NEW YORK — What do Judy Blume, Jimmy Carter, Ernest Hemingway and Pierre Abelard have in common? How about Sherwood Anderson, Maya Angelou, Honore de Balzac and some fellow named Anonymous? William Shakespeare, Maurice Sendak, Lewis Carroll and Doris Day?
Incredibly enough, all are considered dangerous, if not downright subversive, by individuals influential and determined enough to make them among the authors most often banned in this country. An alarming rise in censorship efforts in schools and libraries--People for the American Way's annual survey shows that censorship efforts for 1985-'86 were up 35% over the previous year; up 117% in four years--is what prompted the American Library Assn. to declare Sept. 19-26 "Banned Books Week '87--Celebrating the Freedom to Read."
About 10,000 libraries across the country are hosting programs and displays related to books that have been censored or challenged; the event is jointly sponsored by the ALA, the American Booksellers Assn., the American Society of Journalists and Authors, the American Assn. of Publishers and the National Assn. of College Stores. The theme, "Commemorating the Bicentennial of the U.S. Constitution," stresses the importance of the freedom to read and the dangers of censorship. School libraries in particular, the ALA's Office for Intellectual Freedom reports, have been the targets of increased censorship efforts, with 39% of the censorship incidents aimed at library books and school curricula in 1985-'86 resulting in either the removal or restriction of educational material. Four years ago, the figure was just 23%.
ALL OPPOSED, SAY NO: Concerned that the implementation of Robert Bork's philosophy might lead to restrictions on free speech, the board of directors of the American Booksellers Assn. has passed a resolution opposing the nomination of the federal district judge to the U.S. Supreme Court. In reaching its decision, the board relied heavily on a 1971 law journal article in which Bork, writing that the First Amendment was really intended to deal only with political issues, stated "there is no basis for judicial intervention to protect another form of expression, be it scientific, literary or that variety of expression we call obscene or pornographic."

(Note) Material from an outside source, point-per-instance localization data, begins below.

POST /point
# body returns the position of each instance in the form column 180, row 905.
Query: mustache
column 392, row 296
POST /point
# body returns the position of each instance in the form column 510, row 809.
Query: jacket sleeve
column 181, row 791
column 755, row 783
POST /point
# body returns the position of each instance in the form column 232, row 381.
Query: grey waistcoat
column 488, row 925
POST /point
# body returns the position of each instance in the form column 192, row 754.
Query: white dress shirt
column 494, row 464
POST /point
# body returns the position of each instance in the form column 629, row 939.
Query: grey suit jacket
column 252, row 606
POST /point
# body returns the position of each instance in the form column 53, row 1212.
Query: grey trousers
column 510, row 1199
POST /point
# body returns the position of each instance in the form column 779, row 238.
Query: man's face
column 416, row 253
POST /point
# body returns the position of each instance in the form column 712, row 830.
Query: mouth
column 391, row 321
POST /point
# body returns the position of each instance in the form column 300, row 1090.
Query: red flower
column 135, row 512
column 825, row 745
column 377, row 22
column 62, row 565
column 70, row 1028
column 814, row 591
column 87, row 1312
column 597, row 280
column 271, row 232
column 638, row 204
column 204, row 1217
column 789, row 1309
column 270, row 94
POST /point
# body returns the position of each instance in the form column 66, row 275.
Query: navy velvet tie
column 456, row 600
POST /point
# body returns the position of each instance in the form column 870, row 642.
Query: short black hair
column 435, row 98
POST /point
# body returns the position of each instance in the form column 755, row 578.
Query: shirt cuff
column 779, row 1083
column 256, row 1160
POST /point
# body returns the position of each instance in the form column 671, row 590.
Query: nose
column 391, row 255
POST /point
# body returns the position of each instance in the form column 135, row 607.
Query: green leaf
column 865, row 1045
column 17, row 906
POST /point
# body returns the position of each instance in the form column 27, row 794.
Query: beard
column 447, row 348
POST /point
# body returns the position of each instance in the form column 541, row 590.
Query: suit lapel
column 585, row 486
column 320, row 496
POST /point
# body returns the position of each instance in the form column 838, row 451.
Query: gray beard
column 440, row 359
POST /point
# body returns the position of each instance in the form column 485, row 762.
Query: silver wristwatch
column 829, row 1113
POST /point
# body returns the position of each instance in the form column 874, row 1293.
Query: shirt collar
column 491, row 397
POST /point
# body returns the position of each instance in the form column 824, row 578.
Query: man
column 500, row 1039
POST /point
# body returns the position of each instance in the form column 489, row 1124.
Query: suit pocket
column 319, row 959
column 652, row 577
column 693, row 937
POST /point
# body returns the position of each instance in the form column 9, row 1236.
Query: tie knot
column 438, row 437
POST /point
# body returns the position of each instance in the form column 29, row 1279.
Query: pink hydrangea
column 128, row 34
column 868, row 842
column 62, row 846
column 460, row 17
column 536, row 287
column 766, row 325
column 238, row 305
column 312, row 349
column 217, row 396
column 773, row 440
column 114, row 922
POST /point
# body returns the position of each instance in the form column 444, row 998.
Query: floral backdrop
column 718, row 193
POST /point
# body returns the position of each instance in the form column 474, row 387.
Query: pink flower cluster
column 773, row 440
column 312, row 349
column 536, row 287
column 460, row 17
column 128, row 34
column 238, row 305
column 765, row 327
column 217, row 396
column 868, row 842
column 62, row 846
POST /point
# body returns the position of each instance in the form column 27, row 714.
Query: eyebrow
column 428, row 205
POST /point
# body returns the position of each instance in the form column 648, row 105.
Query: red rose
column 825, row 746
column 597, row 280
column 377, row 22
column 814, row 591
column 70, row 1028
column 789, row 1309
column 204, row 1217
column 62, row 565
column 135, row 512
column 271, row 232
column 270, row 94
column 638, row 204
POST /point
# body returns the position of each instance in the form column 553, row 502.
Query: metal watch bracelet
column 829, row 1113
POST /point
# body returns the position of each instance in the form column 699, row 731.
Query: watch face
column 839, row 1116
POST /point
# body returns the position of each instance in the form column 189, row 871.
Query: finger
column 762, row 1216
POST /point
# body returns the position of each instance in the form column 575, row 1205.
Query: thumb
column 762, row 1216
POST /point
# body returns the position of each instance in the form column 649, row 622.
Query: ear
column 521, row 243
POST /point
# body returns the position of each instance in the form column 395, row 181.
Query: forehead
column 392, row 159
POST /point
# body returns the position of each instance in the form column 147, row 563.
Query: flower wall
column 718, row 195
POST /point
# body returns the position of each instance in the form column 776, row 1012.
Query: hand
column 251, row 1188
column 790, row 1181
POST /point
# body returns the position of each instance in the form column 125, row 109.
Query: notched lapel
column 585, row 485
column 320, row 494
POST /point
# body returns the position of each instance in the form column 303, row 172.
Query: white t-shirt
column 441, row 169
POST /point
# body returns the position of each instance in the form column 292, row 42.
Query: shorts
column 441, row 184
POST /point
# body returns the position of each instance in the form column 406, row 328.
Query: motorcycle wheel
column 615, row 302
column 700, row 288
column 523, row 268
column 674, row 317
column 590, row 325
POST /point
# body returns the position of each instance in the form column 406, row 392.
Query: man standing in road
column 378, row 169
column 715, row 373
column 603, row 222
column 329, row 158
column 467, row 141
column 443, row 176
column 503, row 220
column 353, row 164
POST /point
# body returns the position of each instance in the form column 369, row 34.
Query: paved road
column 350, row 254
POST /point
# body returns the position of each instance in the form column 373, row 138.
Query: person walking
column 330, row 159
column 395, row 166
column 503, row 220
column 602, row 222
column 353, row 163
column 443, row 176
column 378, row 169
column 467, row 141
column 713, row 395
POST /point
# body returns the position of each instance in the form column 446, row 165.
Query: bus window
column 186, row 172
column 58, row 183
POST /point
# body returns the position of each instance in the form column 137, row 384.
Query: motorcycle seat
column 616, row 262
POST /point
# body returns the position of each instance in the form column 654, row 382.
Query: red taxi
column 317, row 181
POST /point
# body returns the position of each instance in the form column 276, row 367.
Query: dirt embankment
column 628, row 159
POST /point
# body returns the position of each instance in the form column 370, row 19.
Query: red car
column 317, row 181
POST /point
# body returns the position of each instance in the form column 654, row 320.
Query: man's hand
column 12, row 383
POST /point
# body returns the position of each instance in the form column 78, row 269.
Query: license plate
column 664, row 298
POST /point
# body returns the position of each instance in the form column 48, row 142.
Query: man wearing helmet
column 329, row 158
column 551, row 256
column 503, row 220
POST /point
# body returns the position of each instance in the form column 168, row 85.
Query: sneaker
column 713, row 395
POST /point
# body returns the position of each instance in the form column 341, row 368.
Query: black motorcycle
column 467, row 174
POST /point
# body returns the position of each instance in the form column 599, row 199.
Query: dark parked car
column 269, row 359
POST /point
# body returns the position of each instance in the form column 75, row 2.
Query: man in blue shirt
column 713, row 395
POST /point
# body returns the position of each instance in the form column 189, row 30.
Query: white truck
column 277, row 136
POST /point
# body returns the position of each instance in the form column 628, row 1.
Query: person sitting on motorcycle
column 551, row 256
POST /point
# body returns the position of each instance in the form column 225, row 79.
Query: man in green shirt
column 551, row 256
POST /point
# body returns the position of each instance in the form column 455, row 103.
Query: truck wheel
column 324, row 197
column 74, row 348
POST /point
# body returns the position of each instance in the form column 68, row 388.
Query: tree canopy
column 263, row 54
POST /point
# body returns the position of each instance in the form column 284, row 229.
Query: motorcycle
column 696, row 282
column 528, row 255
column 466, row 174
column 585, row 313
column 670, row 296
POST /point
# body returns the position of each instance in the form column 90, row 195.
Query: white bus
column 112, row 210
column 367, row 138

AT WORK, QUIETLY: In characteristically understated fashion, former New Yorker magazine editor William Shawn has been working as an editor for Farrar, Straus & Giroux since February. Not surprisingly, the first two books Shawn acquired have ties to The New Yorker. A portion of one of the books, Edith Iglauer's "Fishing With John," ran in the magazine. The other is a book of nonfiction with the tentative title of "Other Worlds" by New Yorker contributor Lillian Ross. Asked why he had made no announcement about Shawn's affiliation with FS&G, Roger W. Straus, the firm's president, told Publishers Weekly that "neither of us felt we needed the publicity and we didn't want pictures of us kissing at Broadway and 42nd Street."
AT RANDOM: How will the arrival of Joni Evans, late of Simon & Schuster/Linden Press, affect people and the product line at Random House? No one's quite sure yet--Evans only set up shop around Labor Day, after all--but privately, some have expressed concern that her "quality fiction," "popular nonfiction" line may compete in some ways with divisions already in operation at Random House. Though Evans' new venture is being described as an imprint, some see it as a separate publishing house within the larger framework. After all, she projects a list of 15-30 books annually and has talked about having as many as 10 editors on her staff.
BEAUTY AND THE BOOK: She couldn't exactly claim romance-writing as a talent in her beauty contests, but Lisa Kleypas, Miss Massachusetts of 1985 and a contestant for the title of Miss America that same year, secretly burned to publish a novel. At last, the 22-year-old graduate of Wellesley College has come out with "Where Passion Leads" (Onyx), described by its publisher as "a sizzling historical romance."
SPY WATCHER: Wolf Blitzer, Washington bureau chief for the Jerusalem Post, has signed with Harper & Row to do a book on the Jay Pollard spy scandal. The book is due out next year.
TIMING IS EVERYTHING: Just in time for the Pope's visit, author Lawrence Lader has come out with "Politics, Power and the Church" (Macmillan), accusing the Roman Catholic hierarchy of a "determined campaign" to destroy the "wall of separation" between church and state.
JIM AND TAMMY, CONT'D.: Yet another examination of the PTL television ministry scandal is forthcoming, this one from Charlotte Observer investigative reporter Charles Shepard and Atlantic Monthly Press. "Forgiven: The Rise and Fall of Jim and Tammy Bakker" (due out in fall, 1988) will analyze particulars of the Bakker case as well as the broader story of "mass-market religion."